4前-10 反省
天使がワルツによって消されてから、空は元のように晴れ渡り、初夏の空気を感じさせるような暖かな風が戻ってきていた。
一方、天使との戦闘によって生じた傷跡が消えたわけではない。
平だったはずの教会の広場は、見る陰もなく、デコボコになってしまっている。
尤も、そのほとんどはワルツが重力制御によるものだが。
そんな教会の広場の一角で、テンポはカタリナの手当を受けていた。
「申し訳ありません、カタリナ」
カタリナのことを呼び捨てにするテンポ。
「いえ、私の大切な仕事なので」
と、気にした様子はないカタリナ。
カタリナにとっても、テンポにとっても、お互いに同じ細胞を有するコピー同士のような関係にある。
故に、この二人の間ではお互いの呼び方などはどうでもいい話なのかもしれない。
「・・・はい、これでおしまいです」
「助かります」
どうやら、テンポの治療が終わったようだ。
結局、テンポが受けた傷は、大きいとは言え単なる切り傷だったので、組織の欠損や崩壊が無い以上、回復魔法で十分に修復可能なレベルであった。
出血も、テンポが自ら応急処置を施したこともあって、命の危機に陥るような量ではなく、生理食塩水の点滴程度で対応することが出来た。
というわけで、テンポの容態に問題はない。
だが、カタリナの表情は重かった。
「リペア・・・ですか・・・」
ふと、天使が使用していた魔法を呟く。
自分の知らない修復魔法に、何か思うところがあったようだ。
「今のままでも十分ではないのですか?」
彼女が何を考えているのかを察したのか、テンポはカタリナに問いかけた。
だがそれは、本心で言ったわけではない。
ワルツの弟子である以上、十分、という言葉は存在しないのだから。
「いえ。できることがあるなら、私はやってみたい」
どうやら、カタリナの中では、これからの道筋が見えてきたようだ。
テンポは、そんな姉の様子を暖かく見守るのだった。
「ううん・・・」
狩人が目を覚ます。
「・・・はっ!天使は?!」
そう言ってから、周りの様子を見て、そして理解する。
「(そうか・・・終わったのか・・・)」
周囲の状況が戦闘の激しさを物語っていたが、仲間たちは全員無事だった。
一方で、天使は居ない。
そこから、天使との戦闘に勝利したと判断したようだ。
視界の端のほうで、ワルツが腹を抱えてのたうち回っているが、カタリナが放置しているところを見ると、大したことはないのだろう、と狩人は納得する。
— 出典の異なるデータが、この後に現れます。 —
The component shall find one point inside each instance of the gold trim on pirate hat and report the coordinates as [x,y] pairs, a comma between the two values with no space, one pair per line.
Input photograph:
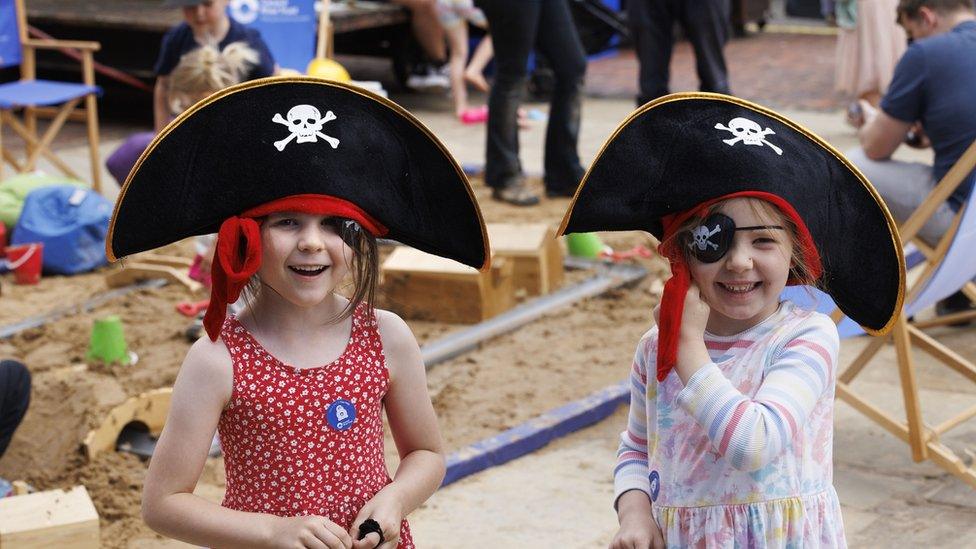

狩人は立ち上がり、一人、離れたところに居たルシアの横に座った。
ルシアはまだ、気を失ったままである。
ルシアの横に来たのは、特に理由があったわけではない。
単に、一人だけだと寂しいか、と思っただけだ。
そして狩人はひとり考える。
「(私に何かできることはあっただろうか?)」
勇者を超える圧倒的強者を目の前にして、狩人は何も出来なかった。
もしも、準備万端で戦闘を始めたとして、果たして勝てる相手だったろうか。
狩人の頭の中では、様々なシチュエーションで戦闘が展開されていくが、どのパターンでも自分が天使に一撃を入れるイメージが湧いてこなかった。
「(私に足りないものは何だろう?)」
何よりも、どうすれば皆の役に立てるのか。
これから先、狩人は悩み続けることになる。
しばらく狩人が悩んでいると、隣でルシアが目を覚ます。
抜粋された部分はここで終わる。